Better to review commit-by-commit:

• e358816: adds FreeHeadersInterval parameter to the pallet-bridge-grandpa. Every FreeHeadersIntervalth bridged header submission is free for the submitter;
• 824b8b9: adds is_free_execution_expected flag to the recently added submit_finality_proof_ex. If it is set to true by the caller and during block creation (not checked during tx validation) there are no more entries left for the free headers in the block (it is limited by the MaxFreeHeadersPerBlock parameter of the pallet-bridge-grandpa), then transaction won't be included into the block and the submitter won't lose any fees;
• e901f46: just moves everything related to our extensions to the separate folder;
• 2f13251: some refactoring required for the next commit;
• efcb990: adds new RefundBridgedMessages transaction extension, used to check for obsolete standalone message transactions AND bump delivery priority for registered relayers. Previous extensions (RefundBridgedParachainMessages and RefundBridgedGrandpaMessages) also refund/bump batch transactions, but we do not need that for our new approach. Because we want transactions to be free (Pays::No) instead of doing refunds (using pallet-bridge-relayers) and batch transactions are incompatible with that;
• 186a73b: check_obsolete_submit_finality_proof now returns TransactionValidity with bumped priority;
• 0298318: adds CheckAndBoostBridgeGrandpaTransactions wrapper for the pallet-bridge-grandpa, which actually boost standalone submit_finality_proof (and submit_finality_proof_ex) transactions using stuff introduced in previous commit;
• 1541ba5: relayer can now be slashed to explicit account. Previously we've been computing destination account from RewardsAccountParams struct. But this struct is specific to messages (lanes) and when we deal with GRANDPA submissions, we do not have any lanes and funds will likely go to some treasury account;
• 64418ac: adds slashing support to the CheckAndBoostBridgeGrandpaTransactions;
• 48bce25: allows free parachain head updates. Update may be free if filter from pallet-bridge-parachains returns true;
• 8003f8e: adds filter implementation FreeParachainUpdateForFreeRelayHeader, which allows single free parachain head update for every free relay chain header.

I think that's all changes we need in the runtime, but we'll need some changes to relayer (and maybe runtime APIs). But I was trying to wrap it by the end of the day, so will double check on friday.

[svyatonik]

Leaving this comment as a guide on how we'll be integrating that into test (R<>W) bridge (test matters here - see details below):

1. MaxFreeHeadersPerBlock is now set to 2 there.

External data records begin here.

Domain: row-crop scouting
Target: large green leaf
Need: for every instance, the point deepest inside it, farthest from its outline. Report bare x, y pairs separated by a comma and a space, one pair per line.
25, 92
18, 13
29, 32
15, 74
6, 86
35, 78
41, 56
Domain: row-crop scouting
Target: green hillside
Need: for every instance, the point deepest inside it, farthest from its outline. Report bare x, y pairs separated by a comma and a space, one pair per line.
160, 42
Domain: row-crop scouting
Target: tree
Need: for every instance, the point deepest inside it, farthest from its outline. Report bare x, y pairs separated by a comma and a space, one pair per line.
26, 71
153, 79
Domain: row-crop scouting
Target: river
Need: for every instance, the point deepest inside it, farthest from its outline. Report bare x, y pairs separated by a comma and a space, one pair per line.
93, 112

Let's maybe increase it a bit, e.g. to 4 - it should be below 25% of block weight (to avoid increasing fee multiplier);
2. let's set FreeHeadersInterval to 50 - it is one free relay chain header ~ every 5 minutes, which is imo good enough for the bridge;
3. let's replace RefundBridgedParachainMessages tx extension with new RefundBridgedMessages extension. By doing that, we no longer refund batch transactions with messages delivery/confirmation - only standalone successful message delivery and confirmation transactions will be refunded;
4. let's replace BridgeWestendGrandpa and BridgeRococoGrandpa in bridge_runtime_common::generate_bridge_reject_obsolete_headers_and_messages call with CheckAndBoostBridgeGrandpaTransactions<BridgeWestendGrandpa> and CheckAndBoostBridgeGrandpaTransactions<BridgeRococoGrandpa> accordingly. This will boost priority of registered relayer transactions + slash this relayer if transaction fails
5. let's set FreeHeadsUpdateFilter to FreeParachainUpdateForFreeRelayHeader. It'd allow us to get one free bridged BH header for every free bridged relay chain header;
6. let's also deduct finality costs from the bridge fee, paid by the sender.

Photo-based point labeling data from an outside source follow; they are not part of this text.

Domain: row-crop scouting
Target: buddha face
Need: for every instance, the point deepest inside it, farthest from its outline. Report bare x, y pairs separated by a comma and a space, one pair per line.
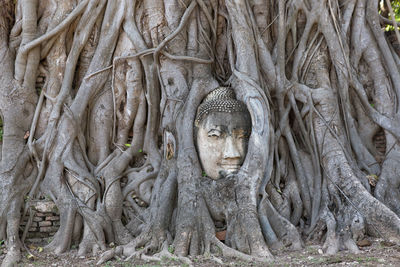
221, 140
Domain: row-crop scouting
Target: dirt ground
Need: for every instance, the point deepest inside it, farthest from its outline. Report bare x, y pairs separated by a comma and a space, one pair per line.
375, 252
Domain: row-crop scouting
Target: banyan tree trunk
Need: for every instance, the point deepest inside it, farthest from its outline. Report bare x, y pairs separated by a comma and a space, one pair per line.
108, 136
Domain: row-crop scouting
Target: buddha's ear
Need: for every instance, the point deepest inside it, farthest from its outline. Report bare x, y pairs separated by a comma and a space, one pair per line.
256, 114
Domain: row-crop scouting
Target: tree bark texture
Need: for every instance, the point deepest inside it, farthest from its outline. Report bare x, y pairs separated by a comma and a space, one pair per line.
107, 131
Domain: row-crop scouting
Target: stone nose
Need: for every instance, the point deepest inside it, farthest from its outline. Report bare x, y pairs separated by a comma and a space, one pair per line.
230, 149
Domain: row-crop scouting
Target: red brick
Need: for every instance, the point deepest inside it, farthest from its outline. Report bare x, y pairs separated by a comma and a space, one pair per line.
45, 223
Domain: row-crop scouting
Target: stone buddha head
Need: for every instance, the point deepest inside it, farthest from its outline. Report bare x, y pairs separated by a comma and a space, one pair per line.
222, 130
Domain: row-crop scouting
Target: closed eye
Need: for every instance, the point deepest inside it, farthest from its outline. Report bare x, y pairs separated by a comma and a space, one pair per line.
214, 133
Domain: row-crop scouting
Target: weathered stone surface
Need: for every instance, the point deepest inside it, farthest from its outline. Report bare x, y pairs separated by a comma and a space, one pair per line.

We can restart relayer (actually run 3 relayers instead of one) after that - it may lose some funds if we keep running old relayer after this ^^^ upgrade.

---

For P<>K bridge we need to take care of tokens :) So while we may apply the same changes ^^^ there, we need to have a schedule that takes into account:

1. the fact that Kusama and Polkadot parachains may have different upgrade schedules - e.g. Polkadot.AH may be upgraded at t, Kusama.BH at t + N and so on;
2. the fact that we have a relayer running, so we need to sync parachains and relayer upgrade.

Maybe we should do the following:

1. make sure that we do (1), (2), (4), (5) from above in first upgrade - we don't care if upgrades will be synchronized or not + we may keep running relayer meanwhile;
2. once it is live on both bridge hubs, start 3 standalone relayers instead of one: one to relay GRANDPA proofs, one for parachain proofs and last for message. First two should not spend any tokens at all (Pays::No) and 3rd one will work in a previous mode (i.e. its refunds + rewards are registered in the relayers pallet). Relayers, running in previous complex mode (if any) will still get receive their refunds+rewards to the relayers pallet;
3. in next upgrade we need to do remaining (3) and (6) - it'll disable refunds for complex relayers (hope all are upgraded) and decrease the bridge fee

[acatangiu]

just a note:

let's set FreeHeadersInterval to 50 - it is one free relay chain header ~ every 5 minutes, which is imo good enough for the bridge;

I've seen in #2883 a description along the lines "header free for numbers divisible by some N"

Should we do some interval: "free if current_imported - last_imported >= N", instead of using exact block numbers? Is there a reason you prefer the latter?

[svyatonik]

just a note:

let's set FreeHeadersInterval to 50 - it is one free relay chain header ~ every 5 minutes, which is imo good enough for the bridge;

I've seen in #2883 a description along the lines "header free for numbers divisible by some N"

Should we do some interval: "free if current_imported - last_imported >= N", instead of using exact block numbers? Is there a reason you prefer the latter?

My idea was that with fixed interval for free relay chain headers, we simplify everything - we could make almost everything by only checking block numbers. Without that, we would need to do some non-trivial computations to verify that header has been submitted for free. E.g. "free" parachain header (in current impl) is parachain header that is "proved" at "free" relay chain header. So we now can check if proof.at_relay_block.number % N == 0 instead of reading several storage entries that are making ring buffer in pallet-bridge-grandpa.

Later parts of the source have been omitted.